Sam’s objectivity is what prevents him from having personal relationships, and it is also what makes him good at his job. He decides to turn in the woman he loves because she killed Miles and lied about it, but this decision is less about his personal affiliation with Miles—he seems not to have liked his partner very much—and more about his desire to see justice served, his commitment to what he is “supposed to do,” and his mistrust of other people. Having made it seem as though he wanted to help Brigid, that he was on her side, Sam now reveals that romantic affiliations are less important to him than retribution. Thus, while Brigid is undoubtedly deceitful under the law, Sam is also deceitful by Brigid’s standards in that he does not honor his romantic loyalty to Brigid, choosing his partner over her. The qualities that make Sam a proficient detective—that he is “wild and unpredictable,” that he is dogged in his pursuit of fairness—are also what make him a disloyal and dishonest lover. Sam Spade wants to work for the greater good, but that means he can only rely on himself, which comes at the expense of his personal relationships.
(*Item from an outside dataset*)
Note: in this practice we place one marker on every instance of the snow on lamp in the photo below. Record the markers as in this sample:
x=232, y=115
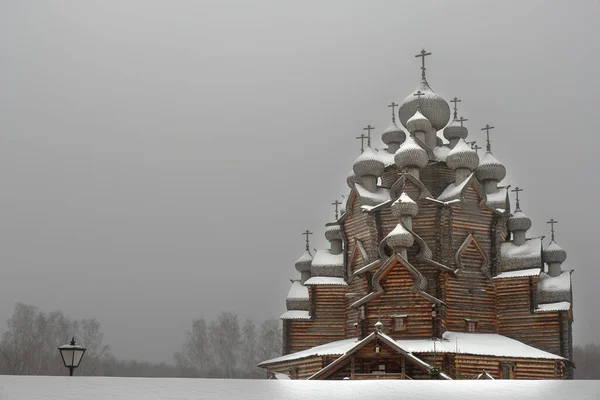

The conflict between doing what is right and following his own desires and emotions is connected to Sam’s conception of his own masculinity, competence, and allegiance to a patriarchal code. When Brigid appeals to his emotions, scolding him for betraying her after they have fallen in love, Sam looks conflicted, as he stares at her and simply says, “I won’t play the sap for you.” The viewer can see that Sam does have love for Brigid, but he is actively repressing it in order to stay true to his principles, to avoid playing “the sap,” and to avoid doing “bad business.” To Sam’s mind, playing “the sap”—revealing his emotions, and bending to the will of a woman who loves him—would be to emasculate himself and endanger his life. Brigid operates by the logic that no matter how much they had to lie, the couple maintained an undeniable love for one another, but Sam dismisses this angrily, yelling, “I don’t care who loves who.” He suggests that if he stooped to loving her, he would meet a fate no better than Thursby. In Sam’s business, falling for a deceitful woman leads to certain death. Then later, when Brigid questions his loyalty to Miles Archer, asking why he would turn her in if he didn’t even seem to like Miles, Sam refers to a unbreakable and unspoken code between two detectives in a working relationship. Sam’s abstract loyalty to the man with whom he was in business reveals that his fundamental loyalty is to his business and to his gender, not to what he perceives to be the unreliable affections of a woman. To the end, he remains the epitome of a craggy, self-sufficient American man in the early 20th century, a detective rather than a lover, a man rather than a “sap.”